To fully delete an offloaded app:
Option A — From the Home Screen:
- Long-press the icon (which shows the cloud/download symbol)
- Tap Delete App
Option B — From Settings:
- Go to Settings → General → iPhone Storage
- Scroll through the list to find the app
- Tap it, then tap Delete App
The Settings route is especially useful for finding apps that don't have visible icons anywhere.

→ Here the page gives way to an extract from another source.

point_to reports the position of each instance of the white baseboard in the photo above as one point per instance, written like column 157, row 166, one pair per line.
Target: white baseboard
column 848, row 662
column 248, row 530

Method 6: Delete Apps Purchased Under a Different Apple ID
Apps tied to a different Apple ID (a previous account, a family member's account, or a business account) can sometimes resist deletion or reinstall themselves. In this case:
- The app can still be manually deleted using any of the above methods
- It won't reappear unless that Apple ID re-downloads it
- If you're on a managed device (work or school MDM profile), an IT administrator may have installed the app and could be the only one who can remove it
A Quick Reference: Where Hidden Apps End Up
| Situation | Where to Look | How to Delete |
|---|---|---|
| Removed from Home Screen | App Library | Long-press → Delete App |
| Hidden Home Screen page | Home Screen page manager | Unhide page, then delete |
| Screen Time restriction | Settings → Screen Time | Disable restriction, then delete |
| Offloaded by iOS | Home Screen (cloud icon) or Settings → Storage | Long-press or Settings → Delete App |
| Not visible anywhere | Spotlight Search | Long-press from results → Delete App |
The Variables That Change Your Experience 🔍
Not every iPhone user will follow the same path through these steps, because several factors shape what you'll find:
- iOS version: The App Library only exists on iOS 14 and later. Older versions don't separate Home Screen visibility from installation status.
- Device management: MDM-enrolled devices (corporate or school iPhones) have app controls that override standard user permissions.
- Family Sharing setup: Screen Time managed by a parent or organizer locks out direct changes.
- Apple ID history: Apps tied to previous accounts behave differently than apps on your active account.
- Storage behavior settings: Whether iOS offloads apps automatically depends on your settings under Settings → App Store → Offload Unused Apps.
What looks like a "hidden" app on one setup might be something entirely different on another — an offloaded app, a restricted app, or an MDM-installed app each requires a distinct resolution path. Which one applies to your situation depends entirely on how your iPhone is configured and managed.